9. The area of a square field is 60025m². A man cycles along its boundary at 18 Km/hr. In how much time will he return at the starting point?

Solution:

We know that the area of the square field = 60025 m²

Speed of cyclist = 18 km/h

= 18 × (1000/60×60)

= 5 m/s²

Area = 60025 m²

Side² = 60025

Side = √60025

= 245

We know, Total length of the boundary = 4 × Side

= 4 × 245

= 980 m

∴ Time taken to return to the starting point = 980/5

= 196 seconds

= 3 minutes 16 seconds

10. The cost of levelling and turning a square lawn at Rs 2.50 per m² is Rs13322.50 Find the cost of fencing it at Rs 5 per metre.

Solution:

We know that the cost of levelling and turning a square lawn = 2.50 per m²

The total cost of levelling and turning = Rs. 13322.50

Total area of square lawn = 13322.50/2.50

= 5329 m²

Side² = 5329

Side of square lawn = √5329

= 73 m

So, the total length of the lawn = 4 × 73

= 292 m

∴ Cost of fencing the lawn at Rs 5 per metre = 292 × 5

= Rs. 1460

11. Find the greatest number of three digits which is a perfect square.

Solution:

We know that the greatest 3 digit number is 999

By using the long division method

The remainder is 38

So, the greatest 3 digit perfect square number is:

999 – 38 = 961

∴ 961 is the required greatest 3 digit perfect square number.

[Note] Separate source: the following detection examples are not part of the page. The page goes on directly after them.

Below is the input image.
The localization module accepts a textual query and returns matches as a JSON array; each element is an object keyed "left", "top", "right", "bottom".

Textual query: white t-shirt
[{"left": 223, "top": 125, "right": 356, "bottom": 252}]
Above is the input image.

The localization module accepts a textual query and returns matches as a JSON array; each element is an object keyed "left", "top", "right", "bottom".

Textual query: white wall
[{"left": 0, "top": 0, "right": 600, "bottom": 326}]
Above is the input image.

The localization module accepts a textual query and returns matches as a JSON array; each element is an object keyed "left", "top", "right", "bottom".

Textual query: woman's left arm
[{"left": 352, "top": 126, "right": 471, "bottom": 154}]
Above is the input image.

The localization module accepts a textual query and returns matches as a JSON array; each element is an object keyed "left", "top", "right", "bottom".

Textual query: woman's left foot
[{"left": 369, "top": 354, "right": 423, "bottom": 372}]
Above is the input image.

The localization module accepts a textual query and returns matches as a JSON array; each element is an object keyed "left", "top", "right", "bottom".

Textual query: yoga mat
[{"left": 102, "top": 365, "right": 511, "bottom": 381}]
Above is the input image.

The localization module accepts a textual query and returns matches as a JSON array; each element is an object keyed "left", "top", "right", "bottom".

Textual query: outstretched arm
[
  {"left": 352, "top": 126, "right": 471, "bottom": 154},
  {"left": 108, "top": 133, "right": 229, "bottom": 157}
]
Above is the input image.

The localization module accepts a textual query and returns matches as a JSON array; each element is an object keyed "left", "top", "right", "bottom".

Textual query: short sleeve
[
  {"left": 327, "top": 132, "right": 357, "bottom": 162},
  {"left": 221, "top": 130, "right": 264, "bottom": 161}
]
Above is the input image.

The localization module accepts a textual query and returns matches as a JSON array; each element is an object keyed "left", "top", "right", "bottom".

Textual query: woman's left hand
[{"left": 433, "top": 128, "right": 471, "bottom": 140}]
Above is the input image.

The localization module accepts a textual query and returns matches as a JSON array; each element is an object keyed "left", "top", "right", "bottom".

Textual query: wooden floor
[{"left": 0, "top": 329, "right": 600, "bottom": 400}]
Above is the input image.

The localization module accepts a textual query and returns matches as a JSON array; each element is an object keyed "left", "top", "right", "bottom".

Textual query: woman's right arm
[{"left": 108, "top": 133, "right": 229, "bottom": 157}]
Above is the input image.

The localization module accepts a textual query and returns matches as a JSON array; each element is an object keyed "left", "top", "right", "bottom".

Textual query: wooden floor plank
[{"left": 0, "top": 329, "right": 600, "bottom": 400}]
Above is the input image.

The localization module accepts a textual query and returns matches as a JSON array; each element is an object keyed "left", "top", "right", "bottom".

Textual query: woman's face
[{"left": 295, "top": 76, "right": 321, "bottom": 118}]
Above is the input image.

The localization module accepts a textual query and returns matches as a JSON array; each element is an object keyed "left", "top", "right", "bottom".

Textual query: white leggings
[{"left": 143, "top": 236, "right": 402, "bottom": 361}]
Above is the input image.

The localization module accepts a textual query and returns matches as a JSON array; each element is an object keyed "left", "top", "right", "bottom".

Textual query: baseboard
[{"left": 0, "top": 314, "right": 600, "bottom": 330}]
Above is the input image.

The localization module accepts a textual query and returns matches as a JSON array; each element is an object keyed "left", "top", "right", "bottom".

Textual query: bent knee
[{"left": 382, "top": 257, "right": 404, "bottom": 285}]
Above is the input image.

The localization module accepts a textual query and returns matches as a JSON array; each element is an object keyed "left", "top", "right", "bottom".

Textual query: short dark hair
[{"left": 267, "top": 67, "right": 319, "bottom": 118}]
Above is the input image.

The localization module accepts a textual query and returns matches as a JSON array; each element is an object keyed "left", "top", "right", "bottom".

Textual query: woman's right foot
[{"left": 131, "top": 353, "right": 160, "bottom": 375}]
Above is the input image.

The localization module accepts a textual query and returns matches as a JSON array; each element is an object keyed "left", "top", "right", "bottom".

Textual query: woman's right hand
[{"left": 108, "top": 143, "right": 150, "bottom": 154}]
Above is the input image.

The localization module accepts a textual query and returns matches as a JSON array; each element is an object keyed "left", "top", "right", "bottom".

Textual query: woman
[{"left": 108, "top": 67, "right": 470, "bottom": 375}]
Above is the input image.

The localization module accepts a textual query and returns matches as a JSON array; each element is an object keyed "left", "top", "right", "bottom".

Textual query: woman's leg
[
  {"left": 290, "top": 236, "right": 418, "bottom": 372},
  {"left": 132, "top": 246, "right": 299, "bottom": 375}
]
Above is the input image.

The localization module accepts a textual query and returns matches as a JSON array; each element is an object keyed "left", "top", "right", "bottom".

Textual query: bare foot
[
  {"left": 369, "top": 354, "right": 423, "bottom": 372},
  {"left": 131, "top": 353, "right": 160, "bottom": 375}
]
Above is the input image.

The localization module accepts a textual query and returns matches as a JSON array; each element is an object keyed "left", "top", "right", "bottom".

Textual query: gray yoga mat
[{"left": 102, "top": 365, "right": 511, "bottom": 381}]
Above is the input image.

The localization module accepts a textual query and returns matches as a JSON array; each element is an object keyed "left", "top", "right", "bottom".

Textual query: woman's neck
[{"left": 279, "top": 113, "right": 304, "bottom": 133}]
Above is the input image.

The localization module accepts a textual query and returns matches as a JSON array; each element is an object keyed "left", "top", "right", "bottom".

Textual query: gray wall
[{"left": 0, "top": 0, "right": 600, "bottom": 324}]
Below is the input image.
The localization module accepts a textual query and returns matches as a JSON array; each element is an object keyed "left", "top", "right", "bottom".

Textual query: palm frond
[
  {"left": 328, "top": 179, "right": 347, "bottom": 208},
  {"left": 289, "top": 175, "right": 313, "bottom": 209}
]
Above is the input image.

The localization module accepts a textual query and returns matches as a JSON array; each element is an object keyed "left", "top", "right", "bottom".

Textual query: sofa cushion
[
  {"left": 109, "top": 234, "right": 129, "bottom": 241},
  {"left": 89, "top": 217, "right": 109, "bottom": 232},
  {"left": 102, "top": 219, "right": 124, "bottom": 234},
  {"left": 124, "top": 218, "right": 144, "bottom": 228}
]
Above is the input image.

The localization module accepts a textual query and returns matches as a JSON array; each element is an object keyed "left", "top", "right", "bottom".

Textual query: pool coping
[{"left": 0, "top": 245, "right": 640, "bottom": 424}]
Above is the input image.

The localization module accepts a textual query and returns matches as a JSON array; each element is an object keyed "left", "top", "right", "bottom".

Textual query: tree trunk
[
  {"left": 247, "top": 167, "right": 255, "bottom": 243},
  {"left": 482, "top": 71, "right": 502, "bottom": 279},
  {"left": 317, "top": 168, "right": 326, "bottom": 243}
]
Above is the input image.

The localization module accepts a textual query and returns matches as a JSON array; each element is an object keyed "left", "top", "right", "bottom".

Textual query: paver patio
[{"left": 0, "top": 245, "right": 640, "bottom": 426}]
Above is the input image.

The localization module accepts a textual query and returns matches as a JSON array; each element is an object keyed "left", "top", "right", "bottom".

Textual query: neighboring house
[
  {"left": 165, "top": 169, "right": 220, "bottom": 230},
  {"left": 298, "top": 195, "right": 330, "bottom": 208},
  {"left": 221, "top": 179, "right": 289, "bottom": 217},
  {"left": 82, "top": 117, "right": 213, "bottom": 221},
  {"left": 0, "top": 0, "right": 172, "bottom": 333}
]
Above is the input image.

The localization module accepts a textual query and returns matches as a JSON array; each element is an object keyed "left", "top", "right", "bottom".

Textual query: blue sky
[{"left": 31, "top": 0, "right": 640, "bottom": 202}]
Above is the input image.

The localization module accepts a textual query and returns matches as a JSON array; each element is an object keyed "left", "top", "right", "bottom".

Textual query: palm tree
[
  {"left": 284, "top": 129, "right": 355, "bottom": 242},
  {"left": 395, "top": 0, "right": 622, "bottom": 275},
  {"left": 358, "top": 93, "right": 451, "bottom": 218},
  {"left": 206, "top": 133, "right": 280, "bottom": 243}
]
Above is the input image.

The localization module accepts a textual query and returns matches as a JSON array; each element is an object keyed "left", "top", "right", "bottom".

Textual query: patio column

12. Find the smallest number which must be added to 2300 so that it becomes a perfect square.

Solution:

By using the long division method, let’s find the square root of 2300

The remainder is 91

Since, (47)² < 2300

We take the next perfect square number, i.e., (48)²

(48)² = 2304 > 2300

∴ The smallest number required to be added to 2300 to get a perfect square is

2304 – 2300 = 4

RD Sharma Solutions for Class 8 Maths Exercise 3.5 Chapter 3 – Squares and Square Roots

Exercise 3.5 of RD Sharma Solutions for Chapter 3 Squares and Square Roots, primarily deals with the concepts related to the long division method, which provides the means for detecting the square root of a perfect square by the long division method.
The RD Sharma Solutions can help the students practise diligently while learning the fundamentals, as it provides the answers to all the questions in the RD Sharma textbook. The solutions are solved in a precise manner which is easily understandable by the students to fetch good marks in the final exams.